Un professeur de l’Université de Tokyo a été arrêté parce qu’il était soupçonné d’avoir accepté environ 1,8 million de yens (11 700 dollars) de pots-de-vin, notamment pour des divertissements dans des clubs haut de gamme et des « savonnières » de l’industrie du sexe, en échange de faveurs de recherche.

Des sources d'enquête ont déclaré que Shinichi Sato, professeur de 62 ans à l'École supérieure de médecine de l'Université de Tokyo, avait probablement reçu beaucoup plus pour sa coopération dans une étude conjointe visant à déterminer si le cannabidiol (CBD), une substance présente dans le cannabis, pouvait être utilisé pour traiter les maladies de la peau.

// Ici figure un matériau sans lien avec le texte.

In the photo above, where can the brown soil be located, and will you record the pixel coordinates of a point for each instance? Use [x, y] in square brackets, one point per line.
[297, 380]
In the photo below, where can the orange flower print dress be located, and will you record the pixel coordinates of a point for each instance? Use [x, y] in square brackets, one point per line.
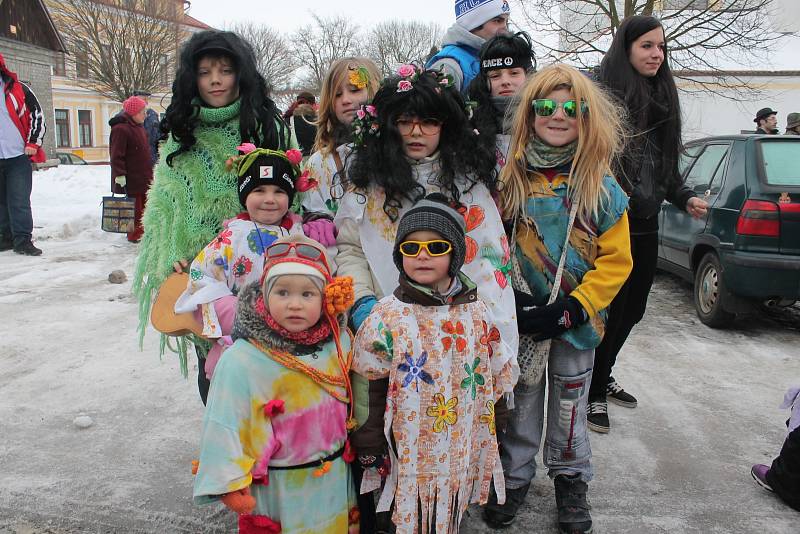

Le 26 janvier, la police métropolitaine a déclaré avoir soumis aux procureurs des documents concernant le corrompu présumé, Koichi Hikichi, 52 ans, directeur de l'association japonaise des cosmétiques du secteur privé.

L'ancienne subordonnée de Sato, Ayumi Yoshizaki, 46 ans, a également été impliquée.

L'arrestation de Sato concerne environ 1,8 million de yens en divertissements que Sato, un habitant du quartier de Bunkyo à Tokyo, aurait reçu de Hikichi, un habitant de Kishiwada, dans la préfecture d'Osaka, entre mars 2023 et août 2024.

Yoshizaki, qui vit également dans le quartier de Bunkyo, a gagné 1,9 million de yens à peu près au même moment, ont-ils indiqué.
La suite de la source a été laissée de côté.